I don’t agree with her policy. I don’t think the schools need more money. I am always intrigued by school superintendents of small and medium size school districts, who make more than the Governor of the state of California, who then claim they need more money for students. They sell their souls to the teacher’s unions (who elect the school boards that hire the superintendents), milk the system for themselves and their political cronies, and then cry about not having enough money to do their core job of educating students. It is a scam, and naive voters (and apparently a few rich folks) fall for it. Arnold Schwarzenegger did when he funded the after school program initiative (also making a couple of consultants rich), and now Molly Munger is doing the same with Proposition 38. If she truly wished to help schools, she would do something to break the the teacher’s unions grip on the schools, and cut off the other pigs who feed at the school funding trough.

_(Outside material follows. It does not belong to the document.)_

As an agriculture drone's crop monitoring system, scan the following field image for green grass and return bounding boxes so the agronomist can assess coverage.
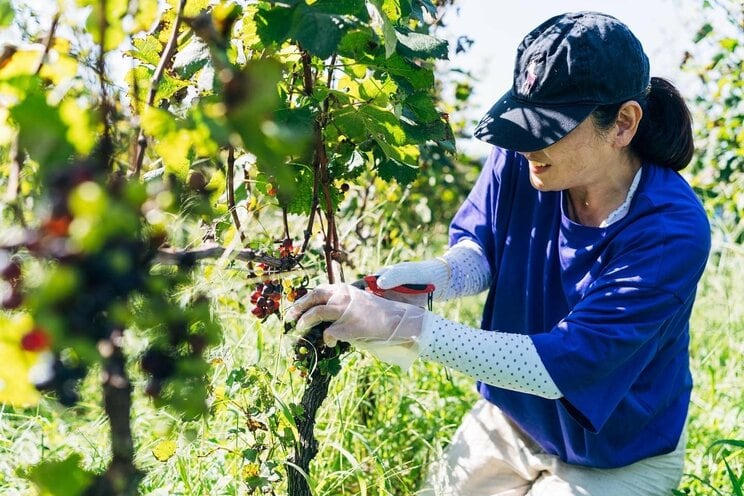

However, her naivete aside, she is killing Proposition 30, which is bad on policy, that is, the idea of raising taxes, and false in its premise, that is, that schools get the money. I was concerned about how we, who really love this state, its schools, and want to do the right thing by the students in those schools, were going to show that Governor Brown was little more than a carny huckster, hoping to strip the voters of their money for his tax raising scam. Tax increasers always have deep pockets. Tax fighters always struggle to get their message out. Molly Munger solved that problem for us. She is taking the message of the tax fighters, that Proposition 30 is bad policy, and giving it wings. It is starting to catch on.
So, we should applaud her great work (and vote against her proposition). We should take the advice of Sun Tzu, in the Art of War, and know that the enemy of our enemy is our friend. She is assaulting the Governor’s citadel, and she is breaking it down, something we may not have been able to do. And for that, she deserves our praise. Perhaps, through this process, she will actually learn how politics works, and she will come back with a good idea. In the meantime, we should thank her for the great gift she is giving the people of the state of California, that is, making the case against Proposition 30. I, for one, am thankful she is in the fray.